Direct Line has rejected a £3.3bn takeover bid from Aviva. The bid of 250p per share, represents a 59.7% premium to Direct Line’s share price on 18th November, the day before the proposal was submitted, but Direct Line dismissed it as "highly opportunistic" and "substantially undervalued the company". The board rejected it unanimously. In a separate statement, Aviva said Direct Line had "declined to engage further" since rejecting the offer. Direct Line also rejected a £31.bn offer from Ageas in February.
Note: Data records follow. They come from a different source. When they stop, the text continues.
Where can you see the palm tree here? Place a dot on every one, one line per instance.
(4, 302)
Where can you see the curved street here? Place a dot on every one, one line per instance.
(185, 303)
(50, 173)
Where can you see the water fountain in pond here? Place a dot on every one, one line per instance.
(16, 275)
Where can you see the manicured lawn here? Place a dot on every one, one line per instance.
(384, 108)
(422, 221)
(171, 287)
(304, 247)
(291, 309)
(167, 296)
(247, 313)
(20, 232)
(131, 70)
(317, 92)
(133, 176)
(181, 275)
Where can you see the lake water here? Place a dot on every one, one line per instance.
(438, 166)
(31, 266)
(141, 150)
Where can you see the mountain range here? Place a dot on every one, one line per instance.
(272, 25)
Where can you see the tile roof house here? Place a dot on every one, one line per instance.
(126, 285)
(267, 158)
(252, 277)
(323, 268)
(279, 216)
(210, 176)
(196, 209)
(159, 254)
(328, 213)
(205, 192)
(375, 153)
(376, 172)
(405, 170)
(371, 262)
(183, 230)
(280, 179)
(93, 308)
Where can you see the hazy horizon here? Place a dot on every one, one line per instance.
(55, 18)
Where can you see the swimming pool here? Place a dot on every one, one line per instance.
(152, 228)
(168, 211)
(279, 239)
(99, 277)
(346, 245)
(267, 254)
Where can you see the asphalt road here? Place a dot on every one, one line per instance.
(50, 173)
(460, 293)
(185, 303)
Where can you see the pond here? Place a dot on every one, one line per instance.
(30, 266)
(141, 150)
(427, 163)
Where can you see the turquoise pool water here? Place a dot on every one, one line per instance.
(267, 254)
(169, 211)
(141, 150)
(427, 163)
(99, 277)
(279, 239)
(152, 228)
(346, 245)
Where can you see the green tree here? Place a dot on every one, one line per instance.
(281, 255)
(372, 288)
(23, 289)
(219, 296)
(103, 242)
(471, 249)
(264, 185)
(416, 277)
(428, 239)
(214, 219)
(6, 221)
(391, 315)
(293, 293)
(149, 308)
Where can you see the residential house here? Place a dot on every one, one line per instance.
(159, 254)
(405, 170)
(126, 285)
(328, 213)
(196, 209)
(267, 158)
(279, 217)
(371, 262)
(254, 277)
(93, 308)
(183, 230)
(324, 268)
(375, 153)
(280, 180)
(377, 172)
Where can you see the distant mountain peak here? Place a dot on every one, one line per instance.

Royal Mail’s sale to Czech billionaire Daniel Kretinsky's EP Group is close to being finalised, the BBC reports, citing sources close to the deal as saying Kretinsky has agreed to make additional concessions which should allow the takeover to proceed. EP Group has been meeting with The Communication Workers Union (CWU) this week, and talks are said to have been "constructive". Kretinsky has already pledged to maintain the "one price goes anywhere" universal service; not to raid the pension surplus; keep the brand name, Royal Mail's headquarters, and tax residency in the UK for the next five years; and respect union demands for no compulsory redundancies before next year. The board of International Distribution Services (IDS), which owns Royal Mail, has recommended Kretinsky’s £3.6bn offer price to its shareholders. Even if they vote in favour however, as is expected, the deal will still have to be approved by Ministers under the National Security and Investment Act.
Marc Allera is stepping down as CEO of BT Group’s consumer division on 31st March next year. Claire Gillies will take over as CEO-designate on 10th December, kicking off a transition process.